愛とはよくも悪くも執着で、執着は鎖となるものなんだもの。

特に恋愛ごとの愛ならば尚更、底のない泥沼。

相手の1を手に入れたら10が欲しくなり、10が手に入れば100が欲しくなる。

それは自由さえ奪いかねない、とめどない欲望の鎖。

そして、果てのない呪い。

私は愛というものを、そう理解しているわ。

だからこそ、私は愛というものを利用できる。


「カンパニュラ」

「はァい〜…なんでしょうかァ〜?」


私を動かす五老星に名前を呼ばれ、恭しく頭を下げる。


「ショウガン・アヤのことはお前に一任しているが…うまく行くのか?」

「うふふぅ〜…私におまかせあれ〜…彼女をここ以外の場所へ行けないよう、とどめの一撃にしてみせますからァ〜」


世界政府の名の下に。

ドレスの裾を持ち上げて、腰を折った。


「あの子の全てがァ…海賊の手でなくなっていくのを見ていてくださいねェ〜…」


少しだけ手引きしたのは私だけど、私のせいじゃないわァ。

だってこれから起こることは、全部あの子の運命なんだもの。

遥か昔より運命は、残酷至極と決まっているものだから。


***


ぶるり。

突然の寒気に身体が震えた。


「……?」


暖かい時期なのに、一体なんだろう。

潮風がきつかったのかしら。

二人のお墓に寄り添って丘から海を眺める。


「……海だけは、変わらないべなあ」


ここなら二人は、きっとよく眠れるだろう。

海を愛した、強く芯のしっかりした母。

夢を愛した、優しく穏やかだった父。


「…おやすみなさい、お父さん。
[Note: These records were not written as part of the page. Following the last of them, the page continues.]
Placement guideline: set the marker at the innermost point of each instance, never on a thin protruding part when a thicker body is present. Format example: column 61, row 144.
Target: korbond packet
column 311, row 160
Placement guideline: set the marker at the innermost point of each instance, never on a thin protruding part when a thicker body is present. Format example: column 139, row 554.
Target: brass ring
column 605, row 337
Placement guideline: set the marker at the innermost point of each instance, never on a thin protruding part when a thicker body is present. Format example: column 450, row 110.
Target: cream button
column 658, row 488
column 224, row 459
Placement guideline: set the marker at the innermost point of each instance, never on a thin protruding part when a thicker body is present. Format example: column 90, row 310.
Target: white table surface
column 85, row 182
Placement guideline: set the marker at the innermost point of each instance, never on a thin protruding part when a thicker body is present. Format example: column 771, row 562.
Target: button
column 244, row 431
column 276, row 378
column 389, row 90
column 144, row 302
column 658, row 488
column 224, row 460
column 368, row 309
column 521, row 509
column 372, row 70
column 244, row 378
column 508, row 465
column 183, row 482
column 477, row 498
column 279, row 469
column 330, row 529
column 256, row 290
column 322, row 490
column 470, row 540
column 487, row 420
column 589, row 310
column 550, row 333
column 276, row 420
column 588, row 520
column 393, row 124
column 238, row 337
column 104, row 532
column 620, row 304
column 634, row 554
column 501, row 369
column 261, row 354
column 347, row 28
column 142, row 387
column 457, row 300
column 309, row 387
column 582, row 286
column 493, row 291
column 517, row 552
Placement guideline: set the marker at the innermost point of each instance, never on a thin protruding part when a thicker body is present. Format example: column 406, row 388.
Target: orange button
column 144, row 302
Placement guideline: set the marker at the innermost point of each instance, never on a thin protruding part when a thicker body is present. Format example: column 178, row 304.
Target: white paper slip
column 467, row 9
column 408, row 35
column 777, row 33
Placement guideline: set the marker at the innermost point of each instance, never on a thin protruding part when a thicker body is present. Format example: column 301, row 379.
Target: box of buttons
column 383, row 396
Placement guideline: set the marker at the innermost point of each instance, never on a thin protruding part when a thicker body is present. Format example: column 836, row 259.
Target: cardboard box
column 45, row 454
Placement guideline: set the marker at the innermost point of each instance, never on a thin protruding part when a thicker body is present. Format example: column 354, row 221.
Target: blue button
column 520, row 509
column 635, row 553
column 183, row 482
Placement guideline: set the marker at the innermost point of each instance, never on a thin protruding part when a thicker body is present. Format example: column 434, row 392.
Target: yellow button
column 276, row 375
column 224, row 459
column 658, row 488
お母さん」


いつまでもいたらいけないと、腰を上げて立ち上がる。

本音を言えば、二人とも大好きだったから、生きてそばにいて欲しかった。

本当はもっと…


「…(考えたら辛いだけか…)」


戻らないことばかり考えると、前に進めなくなってしまう。

また、許せなくなりそうになる。

海軍にはいりながら、海軍や政府を許せなくなる。

ふつりと煮えそうな心を感じて、ぎゅっと胸を押さえ、目を閉じる。


「…憎んじゃ、ダメなの…」


誰かを憎んだら、人ではなくなる。

憎しみや怒りに囚われた、悲しい鬼になってしまう。

昔、人が鬼になってしまう物語を読み聞かせてくれた父に言われた。


「…『深い憎しみの中でも、人を見つめ、愛する気持ちを忘れてはいけない』…」

憎しみで鬼になれば、そんな当たり前のことすら見えなくなる。

私は、そうなりたくないと今も昔も思うから。

人を、同じ人として愛し、見つめられてる人でいたいと思うから…


「……(もしかして、これが私の正義なんだべか…)」


民間人、海賊、海軍、それに貴族や政府、どんな人にも善があり、悪があることを私は見てきたから知っている。

そして誰もに、それまで生きてきた人生があることも。

だから、誰が相手だろうと正義対悪じゃなく、人対人として接して

人の心にある慈愛を忘れず、心なき鬼には決してならず

献身と慈愛を注ぎ、その上で護り、また裁く正義。

それこれが、私の中にある正義の形。


「…『慈愛ある正義』…?」


少し恥ずかしいけれど、口から出た言葉はすんなりとハマった気がする。

すっきりと、整理がついたように思えた。


「…(答えは最初からここにあったんだな…始まりの場所に)」


亡き二人に会いにきてよかったと、心から思った。


「…私、まだ頑張るべ…見ててなあ、二人とも」


私は、全てを柔らかく愛して私の正義を実行していく。

帰る場所は姿がなくなっても、まだここにある気がするから。